Carrie Bickmore: On a level of one to 10, how awks is it that the US president doesn’t know our prime minister’s name, Simon?


Simon Birmingham: Well, look, guys, pals, mates, friends, you know Joe Biden is known for being a folksy sort of guy, and that was just his folksy character coming through.


Waleed Aly: Can I ask, do you actually believe what you just said? Do you believe what you just said?


Simon Birmingham: Sorry, who was it there that I was talking to?


Carrie Bickmore: Ok, so let’s talk subs. This is obviously to send a message to China. What’s the message we’re sending will be good in a couple of decades. We’ll be ready for you then.


Simon Birmingham: Look, the message that we are sending is really one that Australia, as the 13th largest economy in the world, is one that invests in our own sovereign capability, invests in terms of ensuring that as a country we are prepared for our national security in the long term future and that we’re willing to do so, investing in the best of class, the best of type to suit the circumstances, but it’s not targeted at any one country our desire is that what we do contributes to the type of balance and strategic relations across the region in the world that maintains a peaceful environment across the region.


Waleed Aly: So we are willing to invest. But this isn’t yet a formal agreement. It’s a plan to have a plan if you like. And if it comes through, the subs won’t arrive till 2040. I mean, there’s another reading of this, which is that we’ve just explicitly sided with the declining superpower as opposed to the rising superpower and in the process ensured that we have substandard submarines for the next 20 years.


Simon Birmingham: Well, we have sided with very long term ally in the 71st year of the alliance and the partnership between Australia and the US. We’ve entered into this agreement with them with the UK because indeed we should always work together as countries who share values, values of democracy, values of freedom. They’re all very important. But also we share trust in the relationship and this is a firm commitment between the three countries for Australia to get the technology, the details, the designs, the know how, the skills, the capabilities to be able to build these nuclear powered submarines and in doing so to give us the best possible subs. But we’re not just doing that today. We also announced that we are upgrading the Collins class, extending their life with upgraded systems. We’re upgrading our air warfare destroyers and we’re investing in new missile and other technological capabilities, underpinned in part by this agreement.


Peter Helliar: Simon, we’ve just paid $2.4 billion for attack class submarines that we’re never going to get. There’ll probably be a breach of contract that some people are saying could cost us one hundred, a couple of hundred dollars million. The PM has described this as a good investment. Put your bare foot investor hat on. How is it a good investment?
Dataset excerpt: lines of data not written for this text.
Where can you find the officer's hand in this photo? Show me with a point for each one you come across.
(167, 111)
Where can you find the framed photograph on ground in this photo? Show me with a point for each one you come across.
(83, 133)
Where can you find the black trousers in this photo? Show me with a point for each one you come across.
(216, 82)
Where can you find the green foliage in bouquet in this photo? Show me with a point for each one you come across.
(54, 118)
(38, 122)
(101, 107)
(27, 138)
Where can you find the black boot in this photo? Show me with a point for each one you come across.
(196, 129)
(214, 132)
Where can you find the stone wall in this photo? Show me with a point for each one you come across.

Simon Birmingham: What we’re making is a good investment in the future now. It would have been a bad investment for us to go on and spend another $90 billion in terms of developing and sustaining submarines, when the advice we’ve received in the last few years and particularly through the course of the last couple of years, has been that we can and need to do better. Times change, circumstances change, technology changes and the changes that we face in terms of the detectability of conventionally powered submarines versus the capability of nuclear powered submarines, and particularly the capability for us to sustain them without needing to have a domestic nuclear fuel cycle here in Australia is really the game changer. That means we could make this change right now and it was the right change to make.


Chrissie Swan: I’ve got a question. Get ready. One of the big differences about the nuclear powered submarines as opposed to the diesel ones, is that I can stay under the water for longer, sometimes months at a time. What are you going to do about food?


Simon Birmingham: So you’re right. Stealth is one of the big factors and so they can stay a lot longer. Indeed, they can stay as long as indeed those practical considerations of food and managing the naval fleet and particularly our sailors allow. And you know, that’s why part of this whole work will be about training, as Joe Biden said today. You know this is an investment in co-operation between our sailors, our scientists and our industries. And for the sailors, this will mean that we’ll be working very closely with the UK and the US around what it’s like to live, work, sail and work in a nuclear powered submarine.


Chrissie Swan: While we’ve got you. Should Christian Porter be dropped from the frontbench over his anonymous donations?


Simon Birmingham: Look, I’m aware the Prime Minister made some statements today in terms of the fact that he’s asking for advice around compliance with the Ministerial Code of Conduct. That’s precisely what should happen.


Carrie Bickmore: All right. Well, leave it there, pal. Thanks you some.


Simon Birmingham: See you guys, mates, friends, others.